The 270-pupil school, which serves some of the most disadvantaged wards in County Durham, saw the percentage of pupils achieving Level Four maths and English rocket from just 48 per cent to 80 per cent between 2009 and 2012.
The achievement was singled out for praise by the Department for Education when primary school results were published last month.
Formed in September 2008 by the merger of the existing junior and infants schools, the school has since seen an unprecedented increase in applications.
Head teacher Karen Holden said: “Last year we had to turn children away, which is unheard of.
“It’s something I don't like doing, so we have worked to expand our intake from 40 new pupils a year a few years ago to 52 now."
Pupils arriving at the school have basic skills such as speech and social skills lower than the national average and the school has higher than average numbers in receipt of free school meals and pupil premium.
However, the school has appointed parent support staff to work with families to ensure children achieve their best.
Mrs Holden said: “It’s about making sure that those children make as good progress as everyone else.
“Every child deserves a chance and every child deserves the best.
“We believe that every child can achieve – we will never write a child off, we will never write a family off, we believe in communication with families and that helps in terms of expectation.
“We have high expectations of staff who in turn have very high expectations of children”.
Despite the upheaval of forming a new school, staff used the change as a fresh start to redecorate and re-equip the buildings, which date back to the 1930s.

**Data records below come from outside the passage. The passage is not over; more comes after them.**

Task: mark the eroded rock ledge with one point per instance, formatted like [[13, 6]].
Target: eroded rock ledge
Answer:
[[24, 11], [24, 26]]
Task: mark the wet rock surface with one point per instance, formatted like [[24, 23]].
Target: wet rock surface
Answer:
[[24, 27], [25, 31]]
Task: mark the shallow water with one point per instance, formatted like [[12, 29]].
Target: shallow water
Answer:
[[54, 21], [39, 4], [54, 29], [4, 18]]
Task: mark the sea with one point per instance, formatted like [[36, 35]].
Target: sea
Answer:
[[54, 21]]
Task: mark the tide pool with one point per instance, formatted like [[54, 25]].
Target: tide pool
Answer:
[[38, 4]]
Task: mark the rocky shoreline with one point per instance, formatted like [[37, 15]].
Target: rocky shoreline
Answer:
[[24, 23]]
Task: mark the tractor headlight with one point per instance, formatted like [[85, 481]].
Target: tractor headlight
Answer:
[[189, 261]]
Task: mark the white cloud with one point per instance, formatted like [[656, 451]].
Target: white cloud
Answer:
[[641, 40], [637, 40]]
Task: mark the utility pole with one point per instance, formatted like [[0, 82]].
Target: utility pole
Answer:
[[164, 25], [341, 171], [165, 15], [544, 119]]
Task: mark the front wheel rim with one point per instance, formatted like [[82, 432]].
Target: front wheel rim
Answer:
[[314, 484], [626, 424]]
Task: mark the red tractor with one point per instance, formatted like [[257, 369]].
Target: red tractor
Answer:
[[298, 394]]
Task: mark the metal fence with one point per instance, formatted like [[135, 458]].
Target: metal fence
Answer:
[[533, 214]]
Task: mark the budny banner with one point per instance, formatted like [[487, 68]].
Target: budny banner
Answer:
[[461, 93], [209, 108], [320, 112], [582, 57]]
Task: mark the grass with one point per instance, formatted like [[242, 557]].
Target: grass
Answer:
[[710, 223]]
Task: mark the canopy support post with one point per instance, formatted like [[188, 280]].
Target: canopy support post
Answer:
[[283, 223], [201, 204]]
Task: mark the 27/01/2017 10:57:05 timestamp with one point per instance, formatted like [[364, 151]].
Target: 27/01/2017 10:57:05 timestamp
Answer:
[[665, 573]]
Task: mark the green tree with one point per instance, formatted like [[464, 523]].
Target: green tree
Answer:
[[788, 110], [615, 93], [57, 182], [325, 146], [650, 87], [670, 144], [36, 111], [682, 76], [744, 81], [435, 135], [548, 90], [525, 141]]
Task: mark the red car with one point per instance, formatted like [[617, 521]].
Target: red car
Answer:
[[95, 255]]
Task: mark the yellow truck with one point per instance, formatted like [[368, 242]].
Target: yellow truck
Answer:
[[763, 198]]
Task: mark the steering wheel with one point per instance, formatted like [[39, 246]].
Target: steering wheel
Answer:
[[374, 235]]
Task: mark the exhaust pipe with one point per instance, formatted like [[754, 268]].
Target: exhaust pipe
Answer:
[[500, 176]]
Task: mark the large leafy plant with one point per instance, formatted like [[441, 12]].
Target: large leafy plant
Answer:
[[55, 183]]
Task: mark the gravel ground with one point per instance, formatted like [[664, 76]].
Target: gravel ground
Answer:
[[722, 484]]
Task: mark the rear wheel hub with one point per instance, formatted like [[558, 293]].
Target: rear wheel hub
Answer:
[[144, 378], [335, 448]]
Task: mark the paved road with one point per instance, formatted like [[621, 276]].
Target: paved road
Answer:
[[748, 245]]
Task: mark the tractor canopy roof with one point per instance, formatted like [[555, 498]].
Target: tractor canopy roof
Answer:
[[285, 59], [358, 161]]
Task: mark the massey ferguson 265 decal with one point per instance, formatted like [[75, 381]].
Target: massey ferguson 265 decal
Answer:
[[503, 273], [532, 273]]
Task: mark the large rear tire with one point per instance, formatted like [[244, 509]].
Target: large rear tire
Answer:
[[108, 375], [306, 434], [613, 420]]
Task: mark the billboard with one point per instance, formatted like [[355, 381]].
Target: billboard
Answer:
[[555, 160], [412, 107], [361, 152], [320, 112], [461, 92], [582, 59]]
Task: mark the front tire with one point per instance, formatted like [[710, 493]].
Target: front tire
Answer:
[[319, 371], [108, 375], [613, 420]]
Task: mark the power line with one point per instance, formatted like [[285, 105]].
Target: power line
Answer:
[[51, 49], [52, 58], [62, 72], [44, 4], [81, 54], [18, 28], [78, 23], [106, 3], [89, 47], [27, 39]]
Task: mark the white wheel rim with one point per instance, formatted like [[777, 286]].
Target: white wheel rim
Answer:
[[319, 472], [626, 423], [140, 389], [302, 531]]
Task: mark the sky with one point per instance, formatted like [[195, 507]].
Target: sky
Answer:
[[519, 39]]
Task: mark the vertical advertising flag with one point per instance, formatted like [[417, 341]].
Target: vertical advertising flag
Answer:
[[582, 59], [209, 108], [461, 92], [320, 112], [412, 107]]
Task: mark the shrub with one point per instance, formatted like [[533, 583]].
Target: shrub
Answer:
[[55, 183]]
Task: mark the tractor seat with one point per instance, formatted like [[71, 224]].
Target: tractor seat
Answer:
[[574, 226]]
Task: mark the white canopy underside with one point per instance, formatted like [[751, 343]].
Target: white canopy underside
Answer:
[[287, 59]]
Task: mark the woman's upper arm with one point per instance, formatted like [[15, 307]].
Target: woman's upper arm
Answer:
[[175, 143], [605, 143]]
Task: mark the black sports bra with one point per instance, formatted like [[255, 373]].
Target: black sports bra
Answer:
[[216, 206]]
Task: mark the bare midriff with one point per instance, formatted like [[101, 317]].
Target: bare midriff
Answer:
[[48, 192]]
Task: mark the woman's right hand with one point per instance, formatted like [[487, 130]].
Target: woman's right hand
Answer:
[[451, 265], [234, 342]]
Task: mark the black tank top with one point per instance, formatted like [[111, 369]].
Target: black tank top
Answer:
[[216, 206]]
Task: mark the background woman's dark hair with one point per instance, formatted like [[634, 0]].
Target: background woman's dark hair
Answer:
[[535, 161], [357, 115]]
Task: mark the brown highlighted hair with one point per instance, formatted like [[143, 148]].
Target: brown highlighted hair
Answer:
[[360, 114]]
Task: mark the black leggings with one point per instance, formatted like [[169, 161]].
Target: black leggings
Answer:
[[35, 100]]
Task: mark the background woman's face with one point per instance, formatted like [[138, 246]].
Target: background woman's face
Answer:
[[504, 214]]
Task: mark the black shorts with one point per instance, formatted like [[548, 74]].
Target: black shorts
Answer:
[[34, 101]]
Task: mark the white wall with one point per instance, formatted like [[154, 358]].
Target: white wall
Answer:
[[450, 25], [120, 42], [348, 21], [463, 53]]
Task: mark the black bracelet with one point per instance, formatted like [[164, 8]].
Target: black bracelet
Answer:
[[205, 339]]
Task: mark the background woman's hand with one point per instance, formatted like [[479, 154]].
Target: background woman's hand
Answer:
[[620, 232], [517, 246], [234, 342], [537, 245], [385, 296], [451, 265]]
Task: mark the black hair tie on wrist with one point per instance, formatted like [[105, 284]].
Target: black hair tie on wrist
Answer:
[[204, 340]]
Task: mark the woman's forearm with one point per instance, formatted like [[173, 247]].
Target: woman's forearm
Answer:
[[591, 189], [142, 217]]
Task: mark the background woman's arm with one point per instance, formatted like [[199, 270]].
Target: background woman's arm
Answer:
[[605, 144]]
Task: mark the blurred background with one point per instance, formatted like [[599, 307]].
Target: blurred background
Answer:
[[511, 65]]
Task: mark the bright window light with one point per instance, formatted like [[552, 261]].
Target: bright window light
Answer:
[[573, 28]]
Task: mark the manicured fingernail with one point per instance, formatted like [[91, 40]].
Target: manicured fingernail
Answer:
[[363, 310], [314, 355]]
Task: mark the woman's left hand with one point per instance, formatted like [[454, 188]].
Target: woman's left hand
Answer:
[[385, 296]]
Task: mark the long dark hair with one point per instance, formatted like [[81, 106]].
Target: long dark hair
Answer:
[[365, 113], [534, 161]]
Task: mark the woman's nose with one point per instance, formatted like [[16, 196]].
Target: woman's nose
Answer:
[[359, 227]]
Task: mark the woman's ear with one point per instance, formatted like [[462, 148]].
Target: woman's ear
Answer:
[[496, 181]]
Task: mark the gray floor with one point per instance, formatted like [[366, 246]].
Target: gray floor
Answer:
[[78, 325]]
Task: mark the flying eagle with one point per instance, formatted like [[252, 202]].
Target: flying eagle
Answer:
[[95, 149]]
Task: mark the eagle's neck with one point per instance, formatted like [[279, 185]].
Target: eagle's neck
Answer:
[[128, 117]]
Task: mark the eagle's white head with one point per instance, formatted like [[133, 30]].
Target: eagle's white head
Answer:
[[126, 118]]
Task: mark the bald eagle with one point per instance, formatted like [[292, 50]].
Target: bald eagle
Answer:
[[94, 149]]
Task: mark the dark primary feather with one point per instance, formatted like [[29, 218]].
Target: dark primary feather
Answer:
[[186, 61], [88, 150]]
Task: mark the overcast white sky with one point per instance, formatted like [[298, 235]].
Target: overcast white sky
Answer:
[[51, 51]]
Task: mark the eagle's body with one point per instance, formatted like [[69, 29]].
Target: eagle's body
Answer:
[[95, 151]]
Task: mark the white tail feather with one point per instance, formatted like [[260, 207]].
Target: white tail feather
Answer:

There has also been a fresh emphasis on personal development for the 40-strong staff and on consistency across the school.
Breakfast clubs, after-school clubs and a family learning programme have been set up, along with groups as varied as a choir and a kickboxing club and the introduction of attendance and achievement awards.
In the next year, the school hopes to raise pupils’ horizons by taking them on a trip to the Houses of Parliament and also setting up a twinning arrangement with a school in Paris.
Mrs Holden said: “It’s an upward curve. We have set ourselves a standard that we have to attain and improve upon and I think we will - you can always get better.”